Le livre italien en Norvège

Auteur:
Siv Erle Wold, responsable des relations extérieures à l'IIC Oslo et traductrice de littérature italienne.

L’histoire de la littérature en Norvège est relativement récente et, par conséquent, l’histoire de la littérature traduite également. En fait, la littérature norvégienne s’est surtout épanouie à partir de la seconde moitié du XIXe siècle, après une longue période de quatre cents ans d’union de la Norvège avec le Danemark. Jusqu’alors, la langue écrite était le danois et Copenhague était non seulement la capitale politico-administrative de l’État, mais aussi la capitale culturelle et littéraire. Au cours du XIXe siècle, la Norvège a commencé à développer sa propre littérature et sa propre langue, en particulier une langue appelée « nynorsk » ou néo-norvégien, plus proche de la version parlée du danois, le « bokmål – la langue des livres ». C’est ainsi qu’il existe encore aujourd’hui deux langues officielles en Norvège, en plus de la langue sami, toutes deux étant également utilisées dans les traductions de livres étrangers. C’est également au XIXe siècle que les premières maisons d’édition norvégiennes ont été fondées. Ce petit aperçu de l’histoire littéraire et linguistique norvégienne explique pourquoi l’histoire du livre italien en Norvège est plutôt brève. 

Les premières publications de livres italiens en norvégien paraissent principalement à partir de la seconde moitié du XIXe siècle. Il s’agit notamment du Décaméron de Boccace, publié en 1891, et de Cuore d’Edmondo De Amicis, publié pour la première fois en 1896, avec un avant-propos de l’éditeur qu’il est intéressant de citer : « Le contenu de ce livre est en grande partie si différent des expériences que les enfants ont avec nous, de ce qu’ils pensent et des sentiments qu’ils éprouvent, qu’il ne semblerait pas en soi pouvoir fasciner un jeune norvégien. Cependant, nous pensons qu’il contient beaucoup d’informations utiles et agréables à lire pour nos enfants, c’est pourquoi nous avons voulu publier une sélection des histoires qu’il contient. » Ce passage retient l’attention non seulement en raison de la liberté prise par l’éditeur de ne pas publier l’intégralité du livre, mais surtout parce que ce dernier aborde la question de l’intérêt des livres italiens pour le lecteur norvégien, question qui revêt encore une importance décisive dans les choix des éditeurs.  
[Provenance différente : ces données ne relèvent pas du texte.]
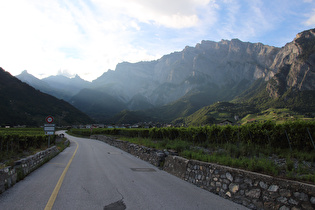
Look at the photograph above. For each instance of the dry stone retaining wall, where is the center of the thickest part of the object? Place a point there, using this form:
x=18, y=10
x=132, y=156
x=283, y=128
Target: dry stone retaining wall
x=253, y=190
x=10, y=175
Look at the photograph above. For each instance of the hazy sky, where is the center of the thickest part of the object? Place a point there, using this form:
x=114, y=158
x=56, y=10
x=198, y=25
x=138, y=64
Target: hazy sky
x=88, y=37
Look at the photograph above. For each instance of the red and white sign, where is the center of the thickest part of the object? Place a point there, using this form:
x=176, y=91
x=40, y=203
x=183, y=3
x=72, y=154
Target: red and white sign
x=49, y=119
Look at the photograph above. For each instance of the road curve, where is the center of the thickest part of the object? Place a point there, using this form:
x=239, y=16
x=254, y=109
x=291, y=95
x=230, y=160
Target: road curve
x=100, y=176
Parmi les publications d’œuvres italiennes au début du vingtième siècle, il faut bien sûr citer Pinocchio de Carlo Collodi, qui a été publié en norvégien pour la première fois en 1921. Dans les années 1920 également, plusieurs romans de Grazia Deledda ont été publiés, comme Cenere et La fuga in Egitto, tandis que la première œuvre en norvégien de Luigi Pirandello, Il fu Mattia Pascal, n’a été publiée qu’en 1935, un an avant la mort de l’écrivain. Il convient également de mentionner une petite anthologie de sonnets italiens publiée en 1943 sous le titre Fra Dante til D’Annunzio (De Dante à D’Annunzio), qui comprend, entre autres, des extraits de Pétrarque, Boccace, Ludovico Ariosto, Vittoria Colonna, Torquato Tasso, Ugo Foscolo et Giacomo Leopardi. 
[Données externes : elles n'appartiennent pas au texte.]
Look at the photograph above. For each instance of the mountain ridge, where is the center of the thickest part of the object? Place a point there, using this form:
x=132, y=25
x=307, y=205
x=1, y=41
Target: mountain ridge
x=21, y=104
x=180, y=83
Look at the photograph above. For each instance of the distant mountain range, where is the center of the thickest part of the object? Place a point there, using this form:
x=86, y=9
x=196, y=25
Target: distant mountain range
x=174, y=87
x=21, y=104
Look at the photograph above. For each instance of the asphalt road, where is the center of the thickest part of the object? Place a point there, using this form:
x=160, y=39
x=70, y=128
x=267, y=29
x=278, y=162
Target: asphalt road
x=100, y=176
Les vicissitudes de l’édition norvégienne au cours de cette « première période » de la littérature étrangère en Norvège méritent également d’être évoquées. Parmi les plus anciennes maisons d’édition (et qui conservent aujourd’hui un rôle de premier plan dans le monde de l’édition norvégienne) figurent Cappelen (aujourd’hui Cappelen Damm), fondée en 1829, Aschehoug, fondée en 1872, et Gyldendal, qui a ouvert sa propre succursale en Norvège en 1925 (il s’agissait déjà d’une importante maison d’édition danoise). Toutes trois ont accordé une attention particulière à la littérature étrangère, même si l’italien n’a pas toujours fait partie de leurs priorités. En effet, si l’on considère les 101 publications de Gyldendal dans la série Den gule (La série jaune, ainsi désignée en raison de la couleur de sa couverture) consacrée précisément à la littérature étrangère, on ne trouve, au cours des trente années de son existence, de 1929 à 1959, que quelques ouvrages italiens. Il faut attendre 1952 pour trouver un titre italien, Don Camillo de Giovanni Guareschi – auteur que la maison d’édition a continué à publier dans les années suivantes. En 1954 paraissent Il garofano rosso d’Elio Vittorini et A cena col commendatore de Mario Soldati. La « série jaune » a ensuite connu une seconde vie plus brève, entre 1962 et 1970, pendant laquelle Un amore de Dino Buzzati a été publié (1964). Du même auteur, Il deserto dei Tartari (2001) et La famosa invasione degli orsi in Sicilia (2008) ont été publiés ces dernières années, traduits par Tommy Watz et publiés par la maison d’édition Solum. 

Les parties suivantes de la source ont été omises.